The Keepsake of 1853
by Shannon Piper

During an era when Charles Dickens and Jane Austen were writing classic novels like Hard Times and Pride and Prejudice, annuals such as The Keepsake (1853) helped lesser-known authors and artists grace the homes of many Victorians. The annual was a compilation of short stories, poems, verses, and essays as well as illustrations and plates, typically bound fairly extravagantly. For the most part, these annuals were written by authors who weren’t well known, but who could make a fairly steady income off of contributing pieces consistently. This left the annual to be criticized by the more prominent writers of the time for its lack of literary quality; however, many authors who spurned the annual, such as William Wordsworth, also contributed due to the financial opportunity. For example, The Keepsake includes a short story called “The People at Baden-Baden” that was contributed anonymously by “A Shy Traveler,” but also contains a poem called “Lines to Lady Cochrane” by Walter Scott. Scott was notable enough to be offered the position of Poet Laureate in 1813, although he declined. This combination of lesser-known and well-known authors gave the annual a unique role in Victorian society.

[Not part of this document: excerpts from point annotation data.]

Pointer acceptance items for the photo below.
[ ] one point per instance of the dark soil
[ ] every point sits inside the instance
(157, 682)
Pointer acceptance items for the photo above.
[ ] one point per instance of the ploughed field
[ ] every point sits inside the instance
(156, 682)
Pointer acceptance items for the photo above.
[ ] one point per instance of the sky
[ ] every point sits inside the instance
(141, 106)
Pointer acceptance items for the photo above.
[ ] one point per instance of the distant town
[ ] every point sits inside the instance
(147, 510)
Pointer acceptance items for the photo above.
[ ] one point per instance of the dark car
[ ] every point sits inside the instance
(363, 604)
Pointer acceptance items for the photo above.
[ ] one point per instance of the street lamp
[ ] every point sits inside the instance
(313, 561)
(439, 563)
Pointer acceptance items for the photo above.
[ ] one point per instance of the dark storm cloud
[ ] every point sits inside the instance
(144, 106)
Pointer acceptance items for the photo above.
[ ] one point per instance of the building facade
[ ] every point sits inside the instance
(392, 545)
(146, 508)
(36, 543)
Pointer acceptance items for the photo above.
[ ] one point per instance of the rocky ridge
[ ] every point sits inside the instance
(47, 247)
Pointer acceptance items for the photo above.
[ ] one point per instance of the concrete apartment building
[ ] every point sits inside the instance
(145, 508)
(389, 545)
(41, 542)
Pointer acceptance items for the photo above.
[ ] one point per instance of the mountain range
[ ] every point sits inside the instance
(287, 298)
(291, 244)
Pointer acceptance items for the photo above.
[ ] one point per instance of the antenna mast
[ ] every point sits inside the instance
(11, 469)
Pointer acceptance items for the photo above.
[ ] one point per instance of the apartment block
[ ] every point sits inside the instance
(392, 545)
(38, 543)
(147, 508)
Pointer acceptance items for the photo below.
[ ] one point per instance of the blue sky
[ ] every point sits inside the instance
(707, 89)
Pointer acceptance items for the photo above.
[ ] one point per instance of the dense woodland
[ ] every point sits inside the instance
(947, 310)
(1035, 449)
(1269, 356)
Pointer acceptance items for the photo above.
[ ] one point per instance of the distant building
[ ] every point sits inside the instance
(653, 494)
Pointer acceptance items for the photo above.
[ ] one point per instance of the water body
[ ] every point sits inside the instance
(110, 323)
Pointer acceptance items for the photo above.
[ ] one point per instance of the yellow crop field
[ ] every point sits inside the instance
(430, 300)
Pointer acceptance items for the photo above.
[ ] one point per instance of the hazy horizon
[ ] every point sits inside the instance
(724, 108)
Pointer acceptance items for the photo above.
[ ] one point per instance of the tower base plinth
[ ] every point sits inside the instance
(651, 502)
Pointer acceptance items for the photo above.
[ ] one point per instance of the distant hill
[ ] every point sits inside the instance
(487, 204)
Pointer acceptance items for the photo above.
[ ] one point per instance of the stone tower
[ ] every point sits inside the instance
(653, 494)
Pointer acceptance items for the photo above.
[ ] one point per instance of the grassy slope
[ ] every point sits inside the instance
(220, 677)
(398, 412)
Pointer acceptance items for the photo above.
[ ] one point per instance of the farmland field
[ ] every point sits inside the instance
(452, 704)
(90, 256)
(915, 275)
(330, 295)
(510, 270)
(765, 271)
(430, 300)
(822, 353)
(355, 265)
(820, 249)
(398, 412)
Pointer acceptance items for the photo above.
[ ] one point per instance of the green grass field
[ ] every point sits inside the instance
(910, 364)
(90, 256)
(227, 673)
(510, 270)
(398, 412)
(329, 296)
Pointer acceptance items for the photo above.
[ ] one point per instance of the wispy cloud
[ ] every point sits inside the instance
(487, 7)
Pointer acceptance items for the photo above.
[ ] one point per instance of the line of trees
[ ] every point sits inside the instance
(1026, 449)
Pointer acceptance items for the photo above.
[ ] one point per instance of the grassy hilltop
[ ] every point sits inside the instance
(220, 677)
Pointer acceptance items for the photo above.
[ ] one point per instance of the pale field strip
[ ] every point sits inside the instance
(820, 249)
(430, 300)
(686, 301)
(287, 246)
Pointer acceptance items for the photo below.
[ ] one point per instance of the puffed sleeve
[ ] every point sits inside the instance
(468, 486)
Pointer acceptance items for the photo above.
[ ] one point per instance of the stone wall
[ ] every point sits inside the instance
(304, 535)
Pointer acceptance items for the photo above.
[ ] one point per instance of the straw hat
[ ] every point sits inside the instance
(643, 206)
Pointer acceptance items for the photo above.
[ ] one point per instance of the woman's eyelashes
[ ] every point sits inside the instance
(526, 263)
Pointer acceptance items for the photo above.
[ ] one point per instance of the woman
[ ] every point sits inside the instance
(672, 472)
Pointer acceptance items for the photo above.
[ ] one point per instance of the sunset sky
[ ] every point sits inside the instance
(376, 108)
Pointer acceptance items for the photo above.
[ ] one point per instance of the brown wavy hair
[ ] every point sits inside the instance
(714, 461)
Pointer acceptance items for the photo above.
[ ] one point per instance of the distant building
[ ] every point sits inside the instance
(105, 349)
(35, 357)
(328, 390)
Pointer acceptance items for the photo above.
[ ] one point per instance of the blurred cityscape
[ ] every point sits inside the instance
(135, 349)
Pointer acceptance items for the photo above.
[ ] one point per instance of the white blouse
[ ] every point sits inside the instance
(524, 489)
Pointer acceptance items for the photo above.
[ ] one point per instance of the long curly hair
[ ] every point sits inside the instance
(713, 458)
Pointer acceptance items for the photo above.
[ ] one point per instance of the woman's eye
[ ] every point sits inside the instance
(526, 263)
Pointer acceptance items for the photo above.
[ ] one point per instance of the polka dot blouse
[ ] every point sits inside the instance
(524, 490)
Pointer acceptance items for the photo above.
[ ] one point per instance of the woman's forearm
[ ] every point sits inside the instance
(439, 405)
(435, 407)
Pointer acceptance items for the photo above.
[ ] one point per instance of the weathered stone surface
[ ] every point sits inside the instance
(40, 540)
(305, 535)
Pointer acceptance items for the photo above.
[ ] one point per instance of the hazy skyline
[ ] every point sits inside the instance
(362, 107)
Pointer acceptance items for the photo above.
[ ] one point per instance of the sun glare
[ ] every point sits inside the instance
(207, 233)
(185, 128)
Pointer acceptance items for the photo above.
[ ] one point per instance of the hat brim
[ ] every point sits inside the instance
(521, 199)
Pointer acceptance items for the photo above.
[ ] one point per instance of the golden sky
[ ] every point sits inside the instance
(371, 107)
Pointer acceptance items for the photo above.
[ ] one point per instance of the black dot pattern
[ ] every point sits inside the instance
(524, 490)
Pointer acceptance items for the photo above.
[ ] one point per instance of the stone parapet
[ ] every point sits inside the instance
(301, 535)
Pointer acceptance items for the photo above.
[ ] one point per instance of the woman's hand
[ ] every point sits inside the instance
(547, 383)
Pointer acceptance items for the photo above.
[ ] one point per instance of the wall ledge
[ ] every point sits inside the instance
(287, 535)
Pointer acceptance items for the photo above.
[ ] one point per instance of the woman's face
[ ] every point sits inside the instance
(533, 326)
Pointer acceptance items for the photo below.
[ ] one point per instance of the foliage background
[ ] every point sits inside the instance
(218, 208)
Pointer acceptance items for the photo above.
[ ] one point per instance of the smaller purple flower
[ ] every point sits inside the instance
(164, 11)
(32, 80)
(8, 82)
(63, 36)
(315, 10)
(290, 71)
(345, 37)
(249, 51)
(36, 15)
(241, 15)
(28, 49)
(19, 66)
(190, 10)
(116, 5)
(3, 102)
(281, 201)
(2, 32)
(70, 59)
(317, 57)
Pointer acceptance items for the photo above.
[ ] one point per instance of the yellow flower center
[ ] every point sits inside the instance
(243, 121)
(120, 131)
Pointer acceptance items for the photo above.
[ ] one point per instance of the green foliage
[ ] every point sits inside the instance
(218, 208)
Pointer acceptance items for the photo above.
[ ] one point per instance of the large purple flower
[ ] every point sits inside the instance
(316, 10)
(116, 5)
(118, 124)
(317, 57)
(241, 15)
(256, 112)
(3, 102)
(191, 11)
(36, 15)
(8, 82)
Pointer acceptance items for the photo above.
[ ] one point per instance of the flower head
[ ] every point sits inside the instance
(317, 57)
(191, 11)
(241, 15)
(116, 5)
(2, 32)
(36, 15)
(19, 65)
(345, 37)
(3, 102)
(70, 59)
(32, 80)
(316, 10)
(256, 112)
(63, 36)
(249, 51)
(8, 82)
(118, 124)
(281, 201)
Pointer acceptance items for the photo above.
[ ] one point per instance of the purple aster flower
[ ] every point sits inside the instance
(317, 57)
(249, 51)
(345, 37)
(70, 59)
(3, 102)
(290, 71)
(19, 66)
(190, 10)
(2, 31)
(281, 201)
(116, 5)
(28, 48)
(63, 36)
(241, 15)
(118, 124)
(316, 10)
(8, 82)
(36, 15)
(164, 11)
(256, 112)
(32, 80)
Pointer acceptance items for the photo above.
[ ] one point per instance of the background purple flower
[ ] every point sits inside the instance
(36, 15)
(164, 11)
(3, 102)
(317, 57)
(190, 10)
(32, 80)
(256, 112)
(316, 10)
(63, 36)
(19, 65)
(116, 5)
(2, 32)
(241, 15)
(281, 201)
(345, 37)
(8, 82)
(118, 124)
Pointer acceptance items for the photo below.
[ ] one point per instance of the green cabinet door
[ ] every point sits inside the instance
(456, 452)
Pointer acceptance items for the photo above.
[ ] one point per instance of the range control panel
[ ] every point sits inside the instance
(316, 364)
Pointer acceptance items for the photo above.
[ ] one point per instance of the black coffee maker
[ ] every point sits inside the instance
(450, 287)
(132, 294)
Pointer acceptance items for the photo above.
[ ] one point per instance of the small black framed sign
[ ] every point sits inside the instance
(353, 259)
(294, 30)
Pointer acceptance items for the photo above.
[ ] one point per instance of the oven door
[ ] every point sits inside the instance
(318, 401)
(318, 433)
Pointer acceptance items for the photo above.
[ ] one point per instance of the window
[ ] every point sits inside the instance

The Keepsake and other annuals would have primarily been considered gift books, typically given around the holidays. They became a sign of taste, readily displayed in the drawing rooms of Victorian homes due to their elegant covers and illustrations. Their combination of prominent and unknown authors with various forms of shorter works contributed to their purpose as a casual read. Furthermore, annuals were largely aimed at women, allowing them to feel literate without stepping outside of their social roles. The Keepsake and other annuals continued to be gifted and read casually through much of the 19th century. However, they eventually gave way to the demand for works of more notable authors and artists which prevailed in the late 1800s.